Hive crashing after an upgrade - issue with existing larger tables

2011-08-18 Thread Bejoy Ks
Hi Experts

        I was working on hive with larger volume data  with hive 0.7 . Recently 
my hive installation was upgraded to 0.7.1 . After the upgrade I'm having a lot 
of issues with queries that were already working fine with larger data. The 
queries that took seconds to return results is now taking hours, for most 
larger tables even the map reduce jobs are not getting triggered. Queries like 
Select * and describe are working fine since they don't involve any map reduce 
jobs. For the jobs that didn't even get triggered I got the following error 
from job tracker

Job initialization failed: java.io.IOException: Split metadata size exceeded 
1000. 
Aborting job job_201106061630_6993 at 
org.apache.hadoop.mapreduce.split.SplitMetaInfoReader.readSplitMetaInfo(SplitMetaInfoReader.java:48)
 
at org.apache.hadoop.mapred.JobInProgress.createSplits(JobInProgress.java:807) 
at org.apache.hadoop.mapred.JobInProgress.initTasks(JobInProgress.java:701) 
at org.apache.hadoop.mapred.JobTracker.initJob(JobTracker.java:4013) 
at 
org.apache.hadoop.mapred.EagerTaskInitializationListener$InitJob.run(EagerTaskInitializationListener.java:79)
 
at 
java.util.concurrent.ThreadPoolExecutor$Worker.runTask(ThreadPoolExecutor.java:886)
 
at 
java.util.concurrent.ThreadPoolExecutor$Worker.run(ThreadPoolExecutor.java:908) 
at java.lang.Thread.run(Thread.java:619) 

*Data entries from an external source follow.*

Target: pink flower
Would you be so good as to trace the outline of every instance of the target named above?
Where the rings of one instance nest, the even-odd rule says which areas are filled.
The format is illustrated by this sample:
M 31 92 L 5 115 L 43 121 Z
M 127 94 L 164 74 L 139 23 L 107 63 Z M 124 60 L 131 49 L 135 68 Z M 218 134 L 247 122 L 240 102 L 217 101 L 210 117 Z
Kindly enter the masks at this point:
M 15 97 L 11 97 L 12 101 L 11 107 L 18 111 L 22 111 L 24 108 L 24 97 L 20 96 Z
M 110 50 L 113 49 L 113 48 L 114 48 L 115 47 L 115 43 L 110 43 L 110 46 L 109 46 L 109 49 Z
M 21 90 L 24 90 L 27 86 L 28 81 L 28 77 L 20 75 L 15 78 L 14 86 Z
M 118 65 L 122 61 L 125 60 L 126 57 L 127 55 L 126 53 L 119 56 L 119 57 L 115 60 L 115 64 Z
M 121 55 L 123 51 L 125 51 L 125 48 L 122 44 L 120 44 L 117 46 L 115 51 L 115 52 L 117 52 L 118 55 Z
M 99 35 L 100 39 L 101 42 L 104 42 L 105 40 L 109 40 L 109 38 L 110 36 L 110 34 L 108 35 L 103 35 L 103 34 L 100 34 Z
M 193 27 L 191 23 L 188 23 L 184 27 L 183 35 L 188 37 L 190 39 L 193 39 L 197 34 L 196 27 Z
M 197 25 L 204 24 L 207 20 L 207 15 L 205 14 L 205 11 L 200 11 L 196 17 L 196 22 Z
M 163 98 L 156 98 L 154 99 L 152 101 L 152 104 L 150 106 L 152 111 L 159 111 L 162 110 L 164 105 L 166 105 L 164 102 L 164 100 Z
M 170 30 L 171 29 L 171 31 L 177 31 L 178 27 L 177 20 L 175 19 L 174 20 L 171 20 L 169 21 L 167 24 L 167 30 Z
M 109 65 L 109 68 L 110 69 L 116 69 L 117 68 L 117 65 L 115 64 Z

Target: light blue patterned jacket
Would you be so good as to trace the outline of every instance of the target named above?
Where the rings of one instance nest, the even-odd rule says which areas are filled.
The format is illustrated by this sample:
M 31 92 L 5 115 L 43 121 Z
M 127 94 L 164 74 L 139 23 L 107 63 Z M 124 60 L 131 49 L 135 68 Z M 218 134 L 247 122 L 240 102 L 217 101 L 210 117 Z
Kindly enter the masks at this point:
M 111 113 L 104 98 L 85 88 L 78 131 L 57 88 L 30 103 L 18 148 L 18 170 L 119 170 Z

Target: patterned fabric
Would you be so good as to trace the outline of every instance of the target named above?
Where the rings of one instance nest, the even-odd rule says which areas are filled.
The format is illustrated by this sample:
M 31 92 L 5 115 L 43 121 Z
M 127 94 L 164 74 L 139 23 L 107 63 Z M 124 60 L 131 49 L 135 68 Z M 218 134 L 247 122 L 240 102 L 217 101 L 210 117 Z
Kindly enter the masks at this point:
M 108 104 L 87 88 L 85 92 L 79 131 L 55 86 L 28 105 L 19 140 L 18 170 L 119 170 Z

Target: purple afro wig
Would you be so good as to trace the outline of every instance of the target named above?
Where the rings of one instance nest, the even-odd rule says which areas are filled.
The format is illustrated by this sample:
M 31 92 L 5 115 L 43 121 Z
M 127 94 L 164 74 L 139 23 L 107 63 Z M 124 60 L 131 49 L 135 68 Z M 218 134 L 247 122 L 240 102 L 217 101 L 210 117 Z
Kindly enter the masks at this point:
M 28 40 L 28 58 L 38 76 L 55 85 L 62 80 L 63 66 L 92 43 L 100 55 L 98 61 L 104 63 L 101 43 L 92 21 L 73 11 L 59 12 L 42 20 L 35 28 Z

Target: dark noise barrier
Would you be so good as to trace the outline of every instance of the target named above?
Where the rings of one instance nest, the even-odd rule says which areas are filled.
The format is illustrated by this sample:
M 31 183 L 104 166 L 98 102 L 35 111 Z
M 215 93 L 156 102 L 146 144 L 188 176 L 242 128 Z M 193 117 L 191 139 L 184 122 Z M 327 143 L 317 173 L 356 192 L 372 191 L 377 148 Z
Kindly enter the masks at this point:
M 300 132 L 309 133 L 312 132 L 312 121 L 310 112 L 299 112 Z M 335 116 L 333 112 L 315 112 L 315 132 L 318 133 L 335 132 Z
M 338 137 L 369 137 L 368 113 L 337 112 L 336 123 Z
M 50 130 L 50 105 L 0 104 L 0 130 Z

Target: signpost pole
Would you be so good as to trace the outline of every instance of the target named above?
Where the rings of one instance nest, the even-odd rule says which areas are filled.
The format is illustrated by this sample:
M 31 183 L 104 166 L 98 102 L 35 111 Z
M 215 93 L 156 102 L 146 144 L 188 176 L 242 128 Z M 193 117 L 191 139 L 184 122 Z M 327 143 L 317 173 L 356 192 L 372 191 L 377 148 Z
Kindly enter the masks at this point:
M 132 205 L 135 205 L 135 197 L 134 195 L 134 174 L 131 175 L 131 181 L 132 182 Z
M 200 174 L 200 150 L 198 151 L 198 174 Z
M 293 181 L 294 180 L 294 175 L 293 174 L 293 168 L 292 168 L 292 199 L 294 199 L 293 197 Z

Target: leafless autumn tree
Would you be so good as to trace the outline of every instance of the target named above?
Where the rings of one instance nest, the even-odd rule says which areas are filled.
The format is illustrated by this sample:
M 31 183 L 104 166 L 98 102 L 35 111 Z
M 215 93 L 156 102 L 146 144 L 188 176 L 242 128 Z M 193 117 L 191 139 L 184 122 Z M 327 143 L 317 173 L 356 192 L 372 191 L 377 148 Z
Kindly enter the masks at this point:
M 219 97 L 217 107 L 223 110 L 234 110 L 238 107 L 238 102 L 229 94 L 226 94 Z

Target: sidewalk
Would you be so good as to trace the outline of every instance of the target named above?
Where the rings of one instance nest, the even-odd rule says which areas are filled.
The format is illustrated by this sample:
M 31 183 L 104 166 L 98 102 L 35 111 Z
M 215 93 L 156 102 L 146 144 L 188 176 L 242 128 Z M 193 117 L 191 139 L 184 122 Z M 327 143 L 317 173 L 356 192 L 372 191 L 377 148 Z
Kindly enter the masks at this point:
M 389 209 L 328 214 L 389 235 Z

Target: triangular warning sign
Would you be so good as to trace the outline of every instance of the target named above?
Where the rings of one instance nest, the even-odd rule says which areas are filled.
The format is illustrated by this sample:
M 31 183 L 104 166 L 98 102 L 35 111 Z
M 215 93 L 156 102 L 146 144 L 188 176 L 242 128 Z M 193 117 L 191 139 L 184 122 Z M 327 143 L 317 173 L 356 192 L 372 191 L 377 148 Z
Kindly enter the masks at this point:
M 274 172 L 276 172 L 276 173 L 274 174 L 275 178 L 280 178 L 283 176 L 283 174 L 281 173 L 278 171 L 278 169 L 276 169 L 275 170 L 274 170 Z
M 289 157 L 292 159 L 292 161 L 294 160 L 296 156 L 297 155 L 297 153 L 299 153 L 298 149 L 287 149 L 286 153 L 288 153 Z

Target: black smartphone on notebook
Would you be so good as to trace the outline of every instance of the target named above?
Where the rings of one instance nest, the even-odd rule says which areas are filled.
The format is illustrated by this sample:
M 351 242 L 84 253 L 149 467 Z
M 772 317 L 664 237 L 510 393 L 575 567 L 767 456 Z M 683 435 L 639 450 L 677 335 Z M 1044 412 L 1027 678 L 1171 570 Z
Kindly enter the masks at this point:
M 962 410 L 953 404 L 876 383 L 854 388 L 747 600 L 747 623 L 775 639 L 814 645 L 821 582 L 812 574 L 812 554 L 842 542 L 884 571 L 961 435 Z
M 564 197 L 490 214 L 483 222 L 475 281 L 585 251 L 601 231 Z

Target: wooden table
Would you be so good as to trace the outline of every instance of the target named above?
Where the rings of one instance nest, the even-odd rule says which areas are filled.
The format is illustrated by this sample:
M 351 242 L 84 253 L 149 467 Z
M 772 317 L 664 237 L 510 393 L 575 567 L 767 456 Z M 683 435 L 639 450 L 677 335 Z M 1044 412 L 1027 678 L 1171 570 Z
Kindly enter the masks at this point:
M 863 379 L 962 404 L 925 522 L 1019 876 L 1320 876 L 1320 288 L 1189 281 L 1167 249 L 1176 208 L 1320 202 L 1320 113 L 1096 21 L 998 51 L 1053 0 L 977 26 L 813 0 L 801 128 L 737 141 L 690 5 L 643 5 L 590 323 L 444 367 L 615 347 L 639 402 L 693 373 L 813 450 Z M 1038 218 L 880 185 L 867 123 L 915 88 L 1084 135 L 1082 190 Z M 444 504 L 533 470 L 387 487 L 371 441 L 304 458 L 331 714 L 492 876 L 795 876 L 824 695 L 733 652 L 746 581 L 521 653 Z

Looks like some metadata issue. My cluster is on CDH3-u0 . Has anyone faced 
similar issues before. Please share your thoughts what could be the probable 
cause of the error.

Thank You


Re: Hive crashing after an upgrade - issue with existing larger tables

2011-08-18 Thread bejoy_ks
A small correction to my previous post. The CDH version is CDH u1 not u0
Sorry for the confusion

Regards
Bejoy K S

-Original Message-
From: Bejoy Ks bejoy...@yahoo.com
Date: Thu, 18 Aug 2011 05:51:58 
To: hive user groupuser@hive.apache.org
Reply-To: user@hive.apache.org
Subject: Hive crashing after an upgrade - issue with existing larger tables

Hi Experts

        I was working on hive with larger volume data  with hive 0.7 . Recently 
my hive installation was upgraded to 0.7.1 . After the upgrade I'm having a lot 
of issues with queries that were already working fine with larger data. The 
queries that took seconds to return results is now taking hours, for most 
larger tables even the map reduce jobs are not getting triggered. Queries like 
Select * and describe are working fine since they don't involve any map reduce 
jobs. For the jobs that didn't even get triggered I got the following error 
from job tracker

Job initialization failed: java.io.IOException: Split metadata size exceeded 
1000. 
Aborting job job_201106061630_6993 at 
org.apache.hadoop.mapreduce.split.SplitMetaInfoReader.readSplitMetaInfo(SplitMetaInfoReader.java:48)
 
at org.apache.hadoop.mapred.JobInProgress.createSplits(JobInProgress.java:807) 
at org.apache.hadoop.mapred.JobInProgress.initTasks(JobInProgress.java:701) 
at org.apache.hadoop.mapred.JobTracker.initJob(JobTracker.java:4013) 
at 
org.apache.hadoop.mapred.EagerTaskInitializationListener$InitJob.run(EagerTaskInitializationListener.java:79)
 
at 
java.util.concurrent.ThreadPoolExecutor$Worker.runTask(ThreadPoolExecutor.java:886)
 
at 
java.util.concurrent.ThreadPoolExecutor$Worker.run(ThreadPoolExecutor.java:908) 
at java.lang.Thread.run(Thread.java:619) 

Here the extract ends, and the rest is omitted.